Fatu-01529A visit to Gibbs Farm on Friday 13 February was day one of the combined Wellington Sculpture Trust and Friends of Te Papa Sculpture Tour to Auckland. For some it was their second or third visit to the Farm, but for the two of us and many others, it was our first. Altogether there were about 170 sculpture enthusiasts on this visit, travelling in arranged buses from Auckland or by private car. The journey from Auckland to Kaipara Harbour and the Farm took about an hour. It was a beautiful day.

Our first and quite overwhelming impression of Gibbs Farm was of the great rolling slopes of glorious green grass, interspersed with strategically planted trees and huge, varied sculptures. The grass was beautifully mown, lush and plush. The landscape, contoured over the years, rolled across ridges and gullies, with small lakes in strategic areas. This was indeed a farm with a difference. It is hard to believe that when Alan Gibbs purchased the land in 1991, it was covered in pine trees.

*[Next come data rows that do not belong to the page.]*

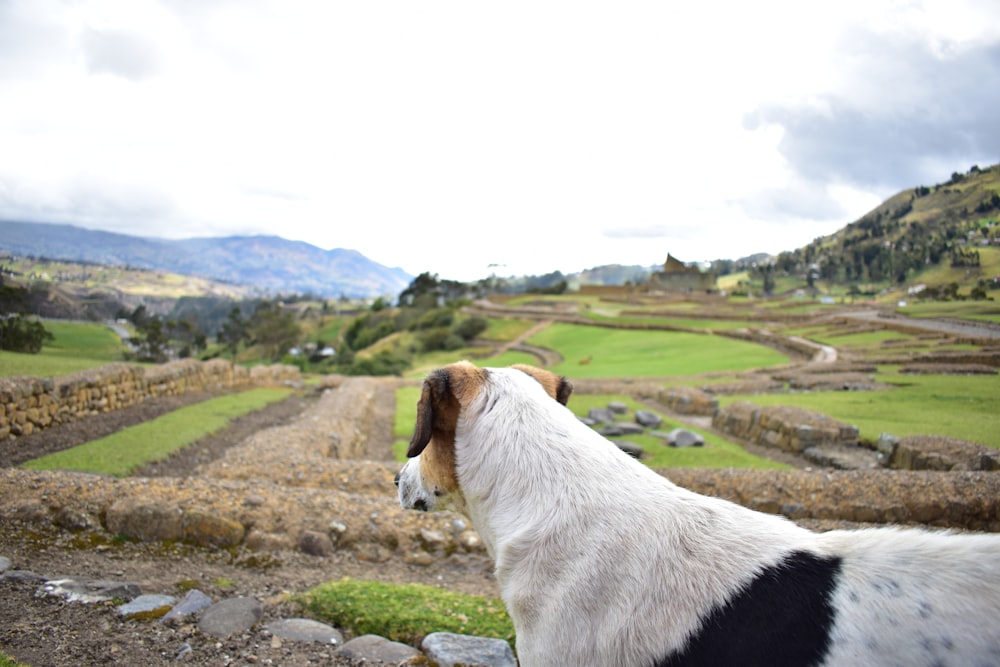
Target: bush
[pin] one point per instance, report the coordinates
(471, 327)
(383, 363)
(21, 334)
(406, 612)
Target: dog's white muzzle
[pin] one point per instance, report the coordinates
(413, 495)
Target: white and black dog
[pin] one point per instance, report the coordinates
(602, 561)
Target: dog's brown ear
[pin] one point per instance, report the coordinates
(555, 386)
(424, 428)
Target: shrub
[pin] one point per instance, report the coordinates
(21, 334)
(471, 327)
(406, 612)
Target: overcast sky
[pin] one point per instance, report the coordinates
(468, 138)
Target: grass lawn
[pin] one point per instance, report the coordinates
(406, 612)
(966, 407)
(592, 352)
(119, 453)
(717, 453)
(77, 346)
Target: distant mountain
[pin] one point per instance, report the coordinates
(945, 224)
(267, 262)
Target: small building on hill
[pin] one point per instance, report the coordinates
(677, 276)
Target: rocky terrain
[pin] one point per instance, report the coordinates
(301, 493)
(51, 526)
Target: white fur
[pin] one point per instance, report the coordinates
(603, 562)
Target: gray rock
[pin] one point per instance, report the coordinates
(681, 437)
(88, 590)
(145, 604)
(22, 575)
(193, 602)
(630, 448)
(601, 415)
(886, 447)
(648, 419)
(315, 543)
(372, 648)
(449, 650)
(305, 630)
(226, 618)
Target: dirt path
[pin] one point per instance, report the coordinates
(46, 631)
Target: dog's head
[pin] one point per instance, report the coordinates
(429, 480)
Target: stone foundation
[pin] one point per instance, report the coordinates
(28, 404)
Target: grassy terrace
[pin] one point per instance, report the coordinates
(120, 453)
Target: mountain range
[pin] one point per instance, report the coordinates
(270, 263)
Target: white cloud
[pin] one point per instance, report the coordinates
(448, 136)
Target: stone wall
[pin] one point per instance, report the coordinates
(929, 452)
(28, 404)
(788, 428)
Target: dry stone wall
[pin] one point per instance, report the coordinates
(788, 428)
(28, 404)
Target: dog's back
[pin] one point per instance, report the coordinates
(601, 561)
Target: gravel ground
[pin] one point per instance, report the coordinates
(48, 632)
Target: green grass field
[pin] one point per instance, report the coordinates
(956, 406)
(120, 453)
(717, 453)
(593, 352)
(77, 346)
(405, 612)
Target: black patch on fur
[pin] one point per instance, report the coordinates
(781, 619)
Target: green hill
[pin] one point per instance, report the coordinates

We were given a small booklet with a map and brief details of the nineteen sculptures, then wandered at will, discovering each work in its own setting. We marvelled at so many sensational pieces: Marijke de Goey’s elegant lakeside Tango Dancers; Sol LeWitt’s deceptively simple Pyramid on a gently sloping hillside; three standout works perched on hilltops between land and sky – the ethereal Horizons by Neil Dawson, Anish Kapoor’s ever-changing Dismemberment, Site 1 and the vertically challenging 88.5 ARCx8 of Bernar Venet; plus, on the edge of the Kaipara Harbour, Andy Goldsworthy’s striking Roman-influenced Arches; to mention just a few… The various artists had all chosen their site and designed their sculpture for that specific position. The results were awe-inspiring, beautiful, challenging and thought-provoking.

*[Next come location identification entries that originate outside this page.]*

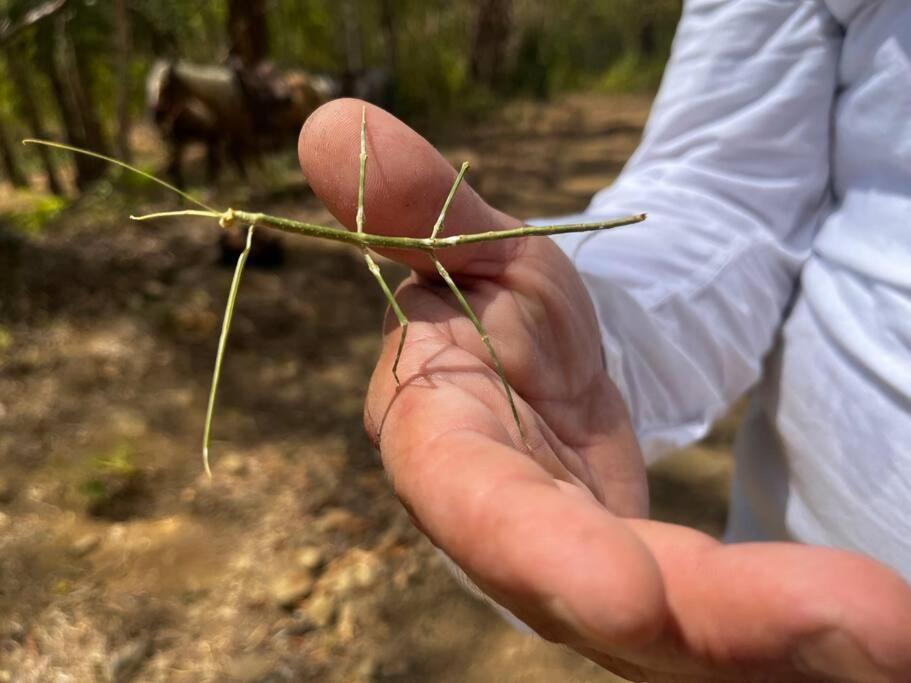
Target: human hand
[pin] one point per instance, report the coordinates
(559, 536)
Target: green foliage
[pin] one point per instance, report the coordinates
(108, 480)
(31, 212)
(552, 47)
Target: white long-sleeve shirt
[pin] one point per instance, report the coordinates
(776, 172)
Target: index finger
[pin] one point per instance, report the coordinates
(407, 182)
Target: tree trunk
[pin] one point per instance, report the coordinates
(390, 35)
(75, 72)
(493, 25)
(122, 40)
(351, 24)
(10, 166)
(87, 168)
(33, 117)
(248, 31)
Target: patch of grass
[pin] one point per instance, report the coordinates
(30, 212)
(6, 339)
(110, 482)
(631, 73)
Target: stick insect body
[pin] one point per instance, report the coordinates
(365, 242)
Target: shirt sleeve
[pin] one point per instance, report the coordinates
(733, 171)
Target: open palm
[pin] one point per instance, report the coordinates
(558, 533)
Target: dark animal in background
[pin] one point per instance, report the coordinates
(374, 84)
(189, 104)
(236, 111)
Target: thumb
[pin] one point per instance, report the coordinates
(406, 184)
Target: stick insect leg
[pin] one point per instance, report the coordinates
(371, 263)
(463, 302)
(222, 342)
(390, 297)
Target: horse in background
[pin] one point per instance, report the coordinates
(230, 109)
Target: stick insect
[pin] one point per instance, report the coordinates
(365, 242)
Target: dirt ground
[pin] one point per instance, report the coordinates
(120, 561)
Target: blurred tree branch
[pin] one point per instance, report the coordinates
(9, 29)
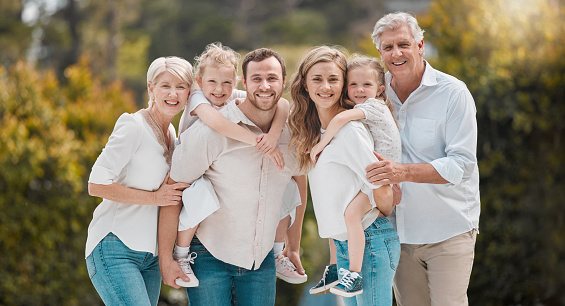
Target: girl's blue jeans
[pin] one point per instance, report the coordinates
(123, 276)
(380, 259)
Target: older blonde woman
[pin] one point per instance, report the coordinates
(121, 248)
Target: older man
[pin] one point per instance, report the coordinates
(235, 263)
(438, 217)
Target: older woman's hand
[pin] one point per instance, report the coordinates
(169, 194)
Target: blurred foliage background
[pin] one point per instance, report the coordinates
(69, 68)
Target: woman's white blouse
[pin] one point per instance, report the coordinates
(338, 176)
(133, 158)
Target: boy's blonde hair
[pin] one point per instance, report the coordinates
(361, 61)
(215, 54)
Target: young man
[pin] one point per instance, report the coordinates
(235, 262)
(438, 217)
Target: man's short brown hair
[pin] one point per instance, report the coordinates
(261, 54)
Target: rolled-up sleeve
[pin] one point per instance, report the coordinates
(357, 155)
(122, 144)
(461, 141)
(195, 153)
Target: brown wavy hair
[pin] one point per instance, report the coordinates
(303, 120)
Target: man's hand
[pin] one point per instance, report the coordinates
(396, 195)
(294, 257)
(385, 171)
(169, 194)
(170, 271)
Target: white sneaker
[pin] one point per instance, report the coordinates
(287, 271)
(184, 264)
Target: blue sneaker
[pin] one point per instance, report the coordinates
(351, 284)
(329, 280)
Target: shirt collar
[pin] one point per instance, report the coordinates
(235, 114)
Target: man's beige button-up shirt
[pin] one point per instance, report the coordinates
(248, 184)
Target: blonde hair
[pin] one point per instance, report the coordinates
(303, 120)
(360, 61)
(215, 54)
(177, 66)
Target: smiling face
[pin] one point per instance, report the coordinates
(362, 84)
(264, 83)
(401, 53)
(169, 94)
(217, 83)
(324, 83)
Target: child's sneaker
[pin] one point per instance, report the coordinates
(329, 280)
(351, 284)
(184, 264)
(287, 271)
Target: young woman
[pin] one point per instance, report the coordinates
(338, 184)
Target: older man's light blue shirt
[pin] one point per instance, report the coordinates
(438, 126)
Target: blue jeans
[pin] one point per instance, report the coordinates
(380, 259)
(225, 284)
(123, 276)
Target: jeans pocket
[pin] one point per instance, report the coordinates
(90, 266)
(393, 247)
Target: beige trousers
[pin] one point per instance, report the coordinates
(435, 274)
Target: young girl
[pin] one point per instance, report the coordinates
(216, 74)
(365, 87)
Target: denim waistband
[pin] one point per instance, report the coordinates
(381, 220)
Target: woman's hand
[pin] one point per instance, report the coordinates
(316, 150)
(169, 194)
(266, 143)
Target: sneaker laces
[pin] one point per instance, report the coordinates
(186, 262)
(288, 264)
(326, 272)
(348, 277)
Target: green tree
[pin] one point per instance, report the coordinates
(49, 138)
(510, 55)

The Wellington Sculpture Trust had arranged a picnic lunch, complete with wine and fruit juice, and we all sat around, in the sun, under the shady trees or in some of the adjoining buildings adjacent to The Barn. The Barn was the first structure that Alan Gibbs built on the land, deliberately with no straight edges and with rough-cut timber. It grew over the years and now houses his various amphibious cars, an auditorium and toilet facilities for visitors to Gibbs Farm. At the end of the lunch period, Alan Gibbs gave a relaxed and informal overview of the inception and growth of his sculpture farm and was happy to answer many questions. We all then dispersed to finish our ‘tour’ of these art works.

This was a wonderful day and a memorable experience – definitely an exciting start to a weekend of sculpture.